O tratado que institui o TPI (Tribunal Penal Internacional) é uma exigência de civilização e um real progresso face a trágicas experiências de crimes cometidos contra os povos e que tantas e tantas vezes ao longo da História, e da mais recente, ficaram impunes, muitas vezes por simples razões de real politik ou de pretendida reconciliação nacional.
Portugal não poderia, por inexistência de previsão constitucional, ficar à margem deste movimento de justiça que percorre a comunidade das nações que comungam dos ideais de defesa das liberdades e direitos fundamentais.

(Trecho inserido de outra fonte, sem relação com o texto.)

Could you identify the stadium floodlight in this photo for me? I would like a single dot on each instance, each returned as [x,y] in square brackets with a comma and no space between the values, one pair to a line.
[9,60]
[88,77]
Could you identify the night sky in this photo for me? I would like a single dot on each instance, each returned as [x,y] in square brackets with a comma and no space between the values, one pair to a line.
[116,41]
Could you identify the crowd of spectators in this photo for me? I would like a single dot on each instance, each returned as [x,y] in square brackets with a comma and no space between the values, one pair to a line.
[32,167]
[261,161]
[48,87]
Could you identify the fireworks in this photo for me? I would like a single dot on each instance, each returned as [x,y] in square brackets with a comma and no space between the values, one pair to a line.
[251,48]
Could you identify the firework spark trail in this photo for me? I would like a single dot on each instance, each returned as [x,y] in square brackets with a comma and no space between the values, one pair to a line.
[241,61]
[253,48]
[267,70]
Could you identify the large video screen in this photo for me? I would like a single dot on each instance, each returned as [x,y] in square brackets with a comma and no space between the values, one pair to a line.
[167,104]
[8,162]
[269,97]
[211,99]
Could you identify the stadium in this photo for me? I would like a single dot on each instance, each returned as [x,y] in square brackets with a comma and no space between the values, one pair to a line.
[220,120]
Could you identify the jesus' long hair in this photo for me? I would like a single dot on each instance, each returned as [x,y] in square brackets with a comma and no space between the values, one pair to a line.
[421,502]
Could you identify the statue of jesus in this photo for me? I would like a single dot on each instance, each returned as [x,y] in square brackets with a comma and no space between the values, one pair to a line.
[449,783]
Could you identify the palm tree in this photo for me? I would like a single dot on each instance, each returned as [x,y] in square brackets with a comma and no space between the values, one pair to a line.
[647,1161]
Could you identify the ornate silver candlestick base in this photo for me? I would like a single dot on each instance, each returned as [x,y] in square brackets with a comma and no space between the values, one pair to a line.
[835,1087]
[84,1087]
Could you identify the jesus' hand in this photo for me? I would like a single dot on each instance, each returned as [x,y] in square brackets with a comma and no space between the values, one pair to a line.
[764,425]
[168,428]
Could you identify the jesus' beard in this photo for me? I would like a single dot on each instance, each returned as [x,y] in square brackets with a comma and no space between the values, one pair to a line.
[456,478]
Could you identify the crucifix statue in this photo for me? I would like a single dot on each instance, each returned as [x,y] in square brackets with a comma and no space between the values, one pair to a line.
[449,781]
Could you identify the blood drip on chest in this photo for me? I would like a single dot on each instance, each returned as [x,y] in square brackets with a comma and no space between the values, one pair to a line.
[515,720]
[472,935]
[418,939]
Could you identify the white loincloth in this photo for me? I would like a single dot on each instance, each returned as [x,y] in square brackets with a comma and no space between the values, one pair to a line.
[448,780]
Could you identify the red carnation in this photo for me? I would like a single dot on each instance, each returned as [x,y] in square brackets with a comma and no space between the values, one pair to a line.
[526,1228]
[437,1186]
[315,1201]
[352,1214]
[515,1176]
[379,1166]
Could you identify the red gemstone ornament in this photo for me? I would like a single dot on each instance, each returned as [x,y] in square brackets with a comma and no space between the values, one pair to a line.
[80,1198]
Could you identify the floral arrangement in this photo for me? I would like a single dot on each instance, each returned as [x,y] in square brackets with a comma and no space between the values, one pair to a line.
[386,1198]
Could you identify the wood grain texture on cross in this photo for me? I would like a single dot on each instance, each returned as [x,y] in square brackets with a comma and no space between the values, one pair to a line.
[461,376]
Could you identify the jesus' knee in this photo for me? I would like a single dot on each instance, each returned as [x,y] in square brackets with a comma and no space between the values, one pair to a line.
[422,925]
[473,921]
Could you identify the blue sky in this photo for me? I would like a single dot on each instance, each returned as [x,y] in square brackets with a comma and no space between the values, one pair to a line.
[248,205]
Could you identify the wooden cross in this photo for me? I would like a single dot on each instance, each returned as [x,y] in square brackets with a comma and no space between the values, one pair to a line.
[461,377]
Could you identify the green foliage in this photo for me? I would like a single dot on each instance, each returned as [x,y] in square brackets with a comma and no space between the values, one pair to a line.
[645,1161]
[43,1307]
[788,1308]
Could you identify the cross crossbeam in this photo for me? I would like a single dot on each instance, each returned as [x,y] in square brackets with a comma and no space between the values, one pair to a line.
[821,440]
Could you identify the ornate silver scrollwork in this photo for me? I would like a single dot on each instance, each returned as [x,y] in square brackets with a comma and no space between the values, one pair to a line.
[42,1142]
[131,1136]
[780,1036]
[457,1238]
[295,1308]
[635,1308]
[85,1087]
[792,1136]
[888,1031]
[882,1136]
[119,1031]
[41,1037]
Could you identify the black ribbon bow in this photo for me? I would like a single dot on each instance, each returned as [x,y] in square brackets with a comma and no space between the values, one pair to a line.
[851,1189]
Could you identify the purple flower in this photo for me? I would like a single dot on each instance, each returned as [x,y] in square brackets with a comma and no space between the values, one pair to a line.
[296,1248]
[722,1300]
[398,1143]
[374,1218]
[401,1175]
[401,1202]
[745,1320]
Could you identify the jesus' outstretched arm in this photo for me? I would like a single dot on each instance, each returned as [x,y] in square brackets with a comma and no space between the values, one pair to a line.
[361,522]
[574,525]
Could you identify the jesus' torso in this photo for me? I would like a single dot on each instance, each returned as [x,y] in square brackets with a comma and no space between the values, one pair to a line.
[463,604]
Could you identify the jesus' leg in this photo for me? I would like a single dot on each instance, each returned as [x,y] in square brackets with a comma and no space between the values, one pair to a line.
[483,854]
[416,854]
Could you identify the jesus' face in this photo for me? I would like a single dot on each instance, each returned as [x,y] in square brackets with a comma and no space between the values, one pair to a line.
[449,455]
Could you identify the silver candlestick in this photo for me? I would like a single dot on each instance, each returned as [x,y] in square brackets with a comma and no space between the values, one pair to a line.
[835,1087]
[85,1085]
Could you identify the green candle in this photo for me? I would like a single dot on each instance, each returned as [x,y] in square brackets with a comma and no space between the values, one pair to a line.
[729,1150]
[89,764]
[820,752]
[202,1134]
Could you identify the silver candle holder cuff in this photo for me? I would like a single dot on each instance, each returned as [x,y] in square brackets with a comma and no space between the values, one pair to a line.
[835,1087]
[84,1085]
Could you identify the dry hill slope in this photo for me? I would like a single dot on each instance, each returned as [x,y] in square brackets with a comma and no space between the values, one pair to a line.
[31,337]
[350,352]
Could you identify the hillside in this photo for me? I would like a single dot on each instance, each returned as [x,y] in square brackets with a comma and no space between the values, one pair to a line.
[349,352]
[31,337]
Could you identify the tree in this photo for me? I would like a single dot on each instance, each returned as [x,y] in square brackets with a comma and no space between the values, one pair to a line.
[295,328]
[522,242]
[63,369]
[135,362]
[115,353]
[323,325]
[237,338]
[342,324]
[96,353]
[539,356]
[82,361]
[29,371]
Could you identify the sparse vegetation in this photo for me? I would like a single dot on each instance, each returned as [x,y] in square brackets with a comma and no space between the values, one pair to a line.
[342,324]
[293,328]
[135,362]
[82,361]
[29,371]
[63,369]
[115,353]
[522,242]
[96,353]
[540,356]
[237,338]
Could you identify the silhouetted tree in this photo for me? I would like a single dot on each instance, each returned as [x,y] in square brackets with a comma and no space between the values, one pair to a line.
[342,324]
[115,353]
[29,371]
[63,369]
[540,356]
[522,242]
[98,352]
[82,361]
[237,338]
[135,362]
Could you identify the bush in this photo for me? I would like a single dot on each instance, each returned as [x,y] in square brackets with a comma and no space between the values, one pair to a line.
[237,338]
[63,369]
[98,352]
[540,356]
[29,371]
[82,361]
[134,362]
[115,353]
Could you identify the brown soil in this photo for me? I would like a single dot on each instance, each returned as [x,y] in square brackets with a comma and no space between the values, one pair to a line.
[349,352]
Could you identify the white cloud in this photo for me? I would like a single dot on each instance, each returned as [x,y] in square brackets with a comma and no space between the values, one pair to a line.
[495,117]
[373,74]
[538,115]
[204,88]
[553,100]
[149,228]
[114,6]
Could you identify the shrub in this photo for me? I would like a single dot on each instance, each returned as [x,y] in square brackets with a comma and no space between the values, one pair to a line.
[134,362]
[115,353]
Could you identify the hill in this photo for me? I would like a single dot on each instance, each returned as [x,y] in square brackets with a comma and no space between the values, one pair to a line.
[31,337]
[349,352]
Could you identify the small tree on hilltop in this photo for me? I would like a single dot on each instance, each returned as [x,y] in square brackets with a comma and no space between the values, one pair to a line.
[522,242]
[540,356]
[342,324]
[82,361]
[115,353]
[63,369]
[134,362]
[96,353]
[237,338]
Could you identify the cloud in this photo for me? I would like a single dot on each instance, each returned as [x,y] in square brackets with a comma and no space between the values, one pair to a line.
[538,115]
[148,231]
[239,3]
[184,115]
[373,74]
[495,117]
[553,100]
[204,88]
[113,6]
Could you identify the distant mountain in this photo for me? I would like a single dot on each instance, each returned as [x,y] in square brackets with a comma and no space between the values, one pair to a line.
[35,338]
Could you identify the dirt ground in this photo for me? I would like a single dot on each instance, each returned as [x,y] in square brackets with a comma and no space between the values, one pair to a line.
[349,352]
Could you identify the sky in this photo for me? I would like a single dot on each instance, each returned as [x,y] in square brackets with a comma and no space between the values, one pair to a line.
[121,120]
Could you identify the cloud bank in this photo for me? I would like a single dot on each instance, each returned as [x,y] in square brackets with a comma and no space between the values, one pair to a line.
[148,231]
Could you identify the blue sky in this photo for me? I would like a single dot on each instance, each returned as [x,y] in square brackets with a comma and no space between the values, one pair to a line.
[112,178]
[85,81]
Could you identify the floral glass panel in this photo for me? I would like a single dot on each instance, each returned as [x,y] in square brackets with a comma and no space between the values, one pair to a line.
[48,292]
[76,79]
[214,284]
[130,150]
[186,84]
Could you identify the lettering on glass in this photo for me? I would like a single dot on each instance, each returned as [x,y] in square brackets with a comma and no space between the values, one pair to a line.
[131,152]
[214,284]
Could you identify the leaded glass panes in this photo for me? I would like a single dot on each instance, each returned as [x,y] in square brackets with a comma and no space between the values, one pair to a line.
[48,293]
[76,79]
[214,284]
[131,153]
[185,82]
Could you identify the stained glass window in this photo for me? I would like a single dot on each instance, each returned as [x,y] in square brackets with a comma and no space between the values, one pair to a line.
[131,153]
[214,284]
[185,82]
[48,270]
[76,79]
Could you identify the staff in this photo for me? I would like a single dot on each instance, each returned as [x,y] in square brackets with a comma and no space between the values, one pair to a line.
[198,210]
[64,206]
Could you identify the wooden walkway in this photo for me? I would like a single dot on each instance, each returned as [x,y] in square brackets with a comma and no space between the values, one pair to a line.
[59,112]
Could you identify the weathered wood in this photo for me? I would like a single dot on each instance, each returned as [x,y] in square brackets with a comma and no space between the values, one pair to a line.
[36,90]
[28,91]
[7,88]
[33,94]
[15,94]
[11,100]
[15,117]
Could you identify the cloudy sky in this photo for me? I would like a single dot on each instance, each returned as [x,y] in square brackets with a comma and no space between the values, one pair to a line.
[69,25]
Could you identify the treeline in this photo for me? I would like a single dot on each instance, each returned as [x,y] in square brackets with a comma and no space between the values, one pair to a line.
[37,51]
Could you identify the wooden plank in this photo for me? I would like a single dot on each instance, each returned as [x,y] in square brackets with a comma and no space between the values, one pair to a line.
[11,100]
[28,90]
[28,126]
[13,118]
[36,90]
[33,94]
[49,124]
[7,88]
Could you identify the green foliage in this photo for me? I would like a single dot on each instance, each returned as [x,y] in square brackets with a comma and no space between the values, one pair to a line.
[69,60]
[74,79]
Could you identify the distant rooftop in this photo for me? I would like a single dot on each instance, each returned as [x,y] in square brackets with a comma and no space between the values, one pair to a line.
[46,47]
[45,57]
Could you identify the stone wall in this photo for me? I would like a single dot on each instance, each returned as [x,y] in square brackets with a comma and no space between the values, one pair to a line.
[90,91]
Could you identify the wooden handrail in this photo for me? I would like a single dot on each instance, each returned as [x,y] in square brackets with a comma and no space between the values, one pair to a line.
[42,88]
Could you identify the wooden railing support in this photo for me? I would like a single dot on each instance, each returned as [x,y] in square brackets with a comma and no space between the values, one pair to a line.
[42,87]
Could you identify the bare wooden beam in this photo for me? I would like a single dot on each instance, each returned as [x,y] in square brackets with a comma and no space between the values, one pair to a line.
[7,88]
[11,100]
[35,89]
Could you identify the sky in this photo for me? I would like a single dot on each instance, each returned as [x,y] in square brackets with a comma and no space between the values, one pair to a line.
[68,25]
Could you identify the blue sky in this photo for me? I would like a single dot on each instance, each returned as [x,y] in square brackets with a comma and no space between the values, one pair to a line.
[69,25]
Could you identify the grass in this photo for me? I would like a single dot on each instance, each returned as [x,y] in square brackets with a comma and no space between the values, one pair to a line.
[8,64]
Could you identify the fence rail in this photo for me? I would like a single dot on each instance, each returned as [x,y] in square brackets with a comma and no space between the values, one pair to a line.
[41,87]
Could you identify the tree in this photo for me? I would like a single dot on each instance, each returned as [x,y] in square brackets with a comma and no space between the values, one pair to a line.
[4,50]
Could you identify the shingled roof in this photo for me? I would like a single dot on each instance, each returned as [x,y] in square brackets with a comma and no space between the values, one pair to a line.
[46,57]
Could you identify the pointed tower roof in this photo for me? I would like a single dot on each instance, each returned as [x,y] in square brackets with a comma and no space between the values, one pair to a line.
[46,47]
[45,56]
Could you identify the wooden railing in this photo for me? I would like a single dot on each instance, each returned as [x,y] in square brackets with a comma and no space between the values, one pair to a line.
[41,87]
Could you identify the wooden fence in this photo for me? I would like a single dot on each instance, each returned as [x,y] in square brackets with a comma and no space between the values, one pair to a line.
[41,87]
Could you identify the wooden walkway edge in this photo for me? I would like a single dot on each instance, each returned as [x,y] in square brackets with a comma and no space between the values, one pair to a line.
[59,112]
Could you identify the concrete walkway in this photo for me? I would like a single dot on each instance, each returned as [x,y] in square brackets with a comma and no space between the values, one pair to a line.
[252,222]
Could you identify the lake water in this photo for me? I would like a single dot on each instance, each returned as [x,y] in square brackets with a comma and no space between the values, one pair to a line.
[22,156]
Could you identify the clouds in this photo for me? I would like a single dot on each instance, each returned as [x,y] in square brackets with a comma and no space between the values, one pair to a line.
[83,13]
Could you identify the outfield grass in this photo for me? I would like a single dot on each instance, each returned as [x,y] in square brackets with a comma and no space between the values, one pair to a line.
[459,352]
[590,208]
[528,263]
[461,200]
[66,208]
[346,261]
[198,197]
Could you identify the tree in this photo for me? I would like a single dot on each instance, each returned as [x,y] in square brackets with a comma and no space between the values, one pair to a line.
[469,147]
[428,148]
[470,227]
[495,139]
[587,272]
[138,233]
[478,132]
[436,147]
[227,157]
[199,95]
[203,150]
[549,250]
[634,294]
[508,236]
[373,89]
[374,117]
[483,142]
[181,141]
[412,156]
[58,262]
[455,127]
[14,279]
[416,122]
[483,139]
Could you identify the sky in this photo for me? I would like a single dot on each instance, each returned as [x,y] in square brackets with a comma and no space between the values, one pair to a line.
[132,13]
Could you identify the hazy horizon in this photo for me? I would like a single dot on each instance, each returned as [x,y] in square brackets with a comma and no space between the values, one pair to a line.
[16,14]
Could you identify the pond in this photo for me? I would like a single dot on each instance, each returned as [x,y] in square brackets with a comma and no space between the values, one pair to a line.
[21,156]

O Sr. Jorge Lacão (PS): - Muito bem!

O Orador: - Como também não seria aceitável que pudéssemos ser obstáculo às exigências da cooperação judiciária na União Europeia, como fundamento de um espaço de liberdade, segurança e justiça.
A construção europeia traz consigo a necessidade não só de construção de um espaço económico único com vista à realização da coesão económica e social como também desse espaço de liberdade, segurança e justiça entre os Estados que comungam duma mesma matriz de direitos e que se encontram hoje confrontados com novas formas de criminalidade transfronteiriça a exigir cooperação e repressão criminal, até agora compartimentadas no estrito exercício da soberania dos Estados.
Finalmente, e ainda no plano das relações internacionais, a revisão preencheu um vazio no que respeita à criação das bases de uma verdadeira cidadania lusófona, conseguindo assim mais uma etapa, e esta bem essencial, à construção desse espaço a que tanto sentimento nos liga e que representava, aliás, em relação ao Brasil o cumprimento do dever estrito de reciprocidade face à Constituição brasileira.
O consenso alargou-se ainda a duas outras matérias. Uma delas é a que permite finalmente, e independentemente da opinião dos vários partidos sobre a necessidade de revisão neste domínio, a legitimação constitucional dos sindicatos de polícia, com expressa exclusão do direito à greve. Era também urgente criar condições para cumprir este compromisso arrastado por vários anos e confirmado por todas as bancadas parlamentares.
A outra matéria respeita à alteração das condições para a entrada em domicílio no período nocturno. Também aqui se tratou de fazer face a exigências colocadas por condições de vida bem diferentes das existentes há um quarto século e também a novas e sofisticadas formas de organização criminosa a que temos hoje de fazer frente, isto sem perda das garantias dos cidadãos que à Constituição cumpre assegurar.
Não estamos, com esta alteração, a construir uma sociedade securitária, estamos, assegurando as garantias, a contribuir para uma luta contra a alta criminalidade organizada, esta, sim, atentando gravemente contra os fundamentos das sociedades democráticas.

O Sr. Luís Marques Guedes (PSD): - Muito bem!

O Orador: - Estas as matérias em que foi possível na Comissão gerar o consenso constitucionalmente exigido para a revisão extraordinária.
Foi, como não podia deixar de ser, uma revisão limitada ao estritamente necessário. Nem por isso ela é menos importante ao criar as condições para podermos agora cumprir compromissos inadiáveis e urgentes.
Sr. Presidente, Srs. Deputados: Foi para mim, pessoalmente, uma honra poder presidir aos trabalhos da Comissão. A tarefa foi, aliás, facilitada pelo clima de cooperação e cordialidade entre todos os Srs. Deputados que dela fizeram parte.
Foi também para todos nós - estou certo poder afirmá-lo - uma experiência enriquecedora e marcante pelo nível e profundidade do debate, como também pelo contributo altamente positivo dado por todas as entidades que connosco colaboraram nas muitas audições que tiveram lugar.

O Sr. Presidente: - Sr. Deputado, peço-lhe que conclua a sua intervenção.

O Orador: - Concluo já, Sr. Presidente.
Penso que todos nós, eleitos, temos a consciência de ter cumprido o mandato que nos foi cometido. A palavra e a deliberação é agora do Plenário, para, na assunção plena dos seus poderes constituintes, poder criar as condições necessárias à aprovação da V Revisão Constitucional.

Aplausos do PS e do Deputado do PSD Luís Marques Guedes.